Despite a recent study that indicated that a single dose of the Pfizer vaccine is 85% effective against the coronavirus, Dr. Anthony Fauci said on Friday that both the Pfizer and Moderna vaccines should still be administered twice to the public.
While it might be tempting to push back the second dose of the two vaccines in an effort to get more people vaccinated sooner, Fauci said the risk is too great.

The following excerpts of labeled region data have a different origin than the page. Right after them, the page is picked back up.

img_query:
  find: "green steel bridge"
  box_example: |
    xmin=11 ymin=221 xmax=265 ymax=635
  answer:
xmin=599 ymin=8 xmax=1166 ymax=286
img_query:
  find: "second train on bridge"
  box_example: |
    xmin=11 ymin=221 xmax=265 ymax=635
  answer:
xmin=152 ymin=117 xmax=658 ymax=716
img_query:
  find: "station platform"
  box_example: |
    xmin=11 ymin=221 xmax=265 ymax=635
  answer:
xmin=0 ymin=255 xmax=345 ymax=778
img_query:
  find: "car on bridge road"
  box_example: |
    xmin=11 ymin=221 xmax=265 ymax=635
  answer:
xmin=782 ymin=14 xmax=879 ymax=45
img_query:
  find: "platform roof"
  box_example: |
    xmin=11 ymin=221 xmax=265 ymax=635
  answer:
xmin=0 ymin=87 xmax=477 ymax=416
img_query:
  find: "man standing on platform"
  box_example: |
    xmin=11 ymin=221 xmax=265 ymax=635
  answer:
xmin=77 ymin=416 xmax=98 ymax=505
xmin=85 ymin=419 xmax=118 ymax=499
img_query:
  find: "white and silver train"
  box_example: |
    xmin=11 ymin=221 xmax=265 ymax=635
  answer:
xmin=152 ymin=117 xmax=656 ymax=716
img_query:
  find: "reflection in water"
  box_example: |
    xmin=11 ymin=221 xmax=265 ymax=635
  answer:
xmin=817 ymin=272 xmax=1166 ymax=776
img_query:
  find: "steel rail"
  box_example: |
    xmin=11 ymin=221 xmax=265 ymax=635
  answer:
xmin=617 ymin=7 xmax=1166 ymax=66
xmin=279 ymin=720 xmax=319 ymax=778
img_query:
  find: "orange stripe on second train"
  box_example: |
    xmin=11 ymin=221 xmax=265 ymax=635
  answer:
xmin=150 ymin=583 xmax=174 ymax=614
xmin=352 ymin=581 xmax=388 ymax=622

“There's no doubt about that, that you have an optimal response,” Fauci said on Friday. “When you're dealing with variants, you want enough of a height of a response that even if you diminish it, you don't diminish it so much to get out of the realm of protection, number one. “No. 2, if you do have a less-than-optimum response, you could theoretically and inadvertently be selecting immunologically for variants.”
Fauci also said that a second COVID-19 vaccine dose makes the vaccine more "durable."
"And the reason is, even though you can get a fair degree of, quote, 'protection' after a single dose, it clearly is not durable," Fauci said. "We know that. The durability is not as much as the durability that you would get with the boost.
"If you look at the difference between the degree -- the intensity of the response after a first dose and compare it to that of the second dose, the second dose is 10 times higher in the sense of level of neutralizing antibodies, which is one of the parameters of immunity."
There are currently two coronavirus vaccines that have garnered an emergency use authorization from the FDA. A vaccine produced by Pfizer, which studies indicate has a 95% efficacy rate, began being administered in the US last month. A second coronavirus vaccine, which is produced by Moderna and has a 94% efficacy rate, began being administered last month as well.
The second dose of the vaccine is schedule to come three to four weeks after the first dose, depending on the vaccine.
The FDA also may soon consider one-shot coronavirus vaccines. Earlier this month, Johnson & Johnson submitted its one-shot COVID-19 vaccine for FDA emergency use authorization.